「……いつか、助けるって約束したから」
自分の発言を顧みる。
もし今回雪ノ下を助けられたとして、それは本当に雪ノ下を助けたことになるのか。雪ノ下の『見守って』という依頼を無視したことにならないのか。大体、今回俺が役に立てるのかさえ分からない。ロクに仕事もできず、プロムはお流れになってしまうかもしれない。
走りながらではまともな解が出るはずもなく、ただ問だけが次々と頭に浮かぶ。
とにかく、時間は一分一秒も無駄にできない。そう自分に言い聞かせ、思考を無理やり振り切るように走るスピードを上げる。
正門前では平塚先生が待っており、そのまま職員室へと連れられる。
職員室へ足を踏み入れ、平塚先生のデスクにふと目を向ける。受験も終わったというのに、未だ片付いているデスク。実はもう移動は決まっているのではないか、と邪推してしまう。
「比企谷、こっちだ。」
そう言って平塚先生は、俺を応接スペースへと招き入れる。
この応接スペースだって、もう何回連れて来たかも分からない。連れて来られる度に注意されたものだ…。
随分と早いノスタルジーに浸ろうとしていると、それを遮るように平塚先生は口を開く。
「学校側がプロムの中止判断を下したのは知っているんだよな?」
我に返った俺は、会話に集中し始める。
「ええ、まあ。由比ヶ浜のラインにそんな感じのメッセージが来たんで」
「なら話は早い。……率直に聞くが、君はどうしたい?」
少し厳しめな口調で…しかし、こちらの意思を尊重するという雰囲気を込めて聞いてくる。
今日は平塚先生もタバコは吸っていない。それほど大事な話なのだ。誤魔化しは効かない。

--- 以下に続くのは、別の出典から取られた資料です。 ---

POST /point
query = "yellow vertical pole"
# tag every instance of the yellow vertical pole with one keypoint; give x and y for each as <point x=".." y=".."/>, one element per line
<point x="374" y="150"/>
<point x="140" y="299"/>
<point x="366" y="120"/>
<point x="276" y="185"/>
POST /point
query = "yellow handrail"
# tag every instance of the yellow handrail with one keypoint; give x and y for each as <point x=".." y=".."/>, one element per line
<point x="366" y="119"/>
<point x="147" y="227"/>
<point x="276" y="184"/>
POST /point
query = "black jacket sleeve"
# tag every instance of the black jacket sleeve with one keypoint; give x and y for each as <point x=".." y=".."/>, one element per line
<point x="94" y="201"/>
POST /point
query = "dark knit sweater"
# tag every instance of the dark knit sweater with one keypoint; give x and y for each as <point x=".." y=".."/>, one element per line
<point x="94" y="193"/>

「さっきも言いましたが、俺は雪ノ下を助けるために…」
二回目だが、やはり慣れない。恥ずかしさで言葉が途中で切れる。
「陽乃ではないが、君はそれが雪ノ下の為になると思っているのか?雪ノ下が彼女の母上から認められる為には、彼女が自力で何とかするべきだというのも君は分かっているだろう?」
「君は一体、何のために雪ノ下を助けるんだ?」
言っている事こそ厳しいものの、平塚先生は別に咎めるような口調ではない。おそらく、それでも俺が雪ノ下を助けに行くことを確信しているのだろう。だからこれは、質問というよりは警告に近い。
確かに、ここで助けない方が、長い目で見てあいつのためなのかもしれない。でも、それじゃ駄目だ。今と何も変わらない。互いに依存しあっている今と…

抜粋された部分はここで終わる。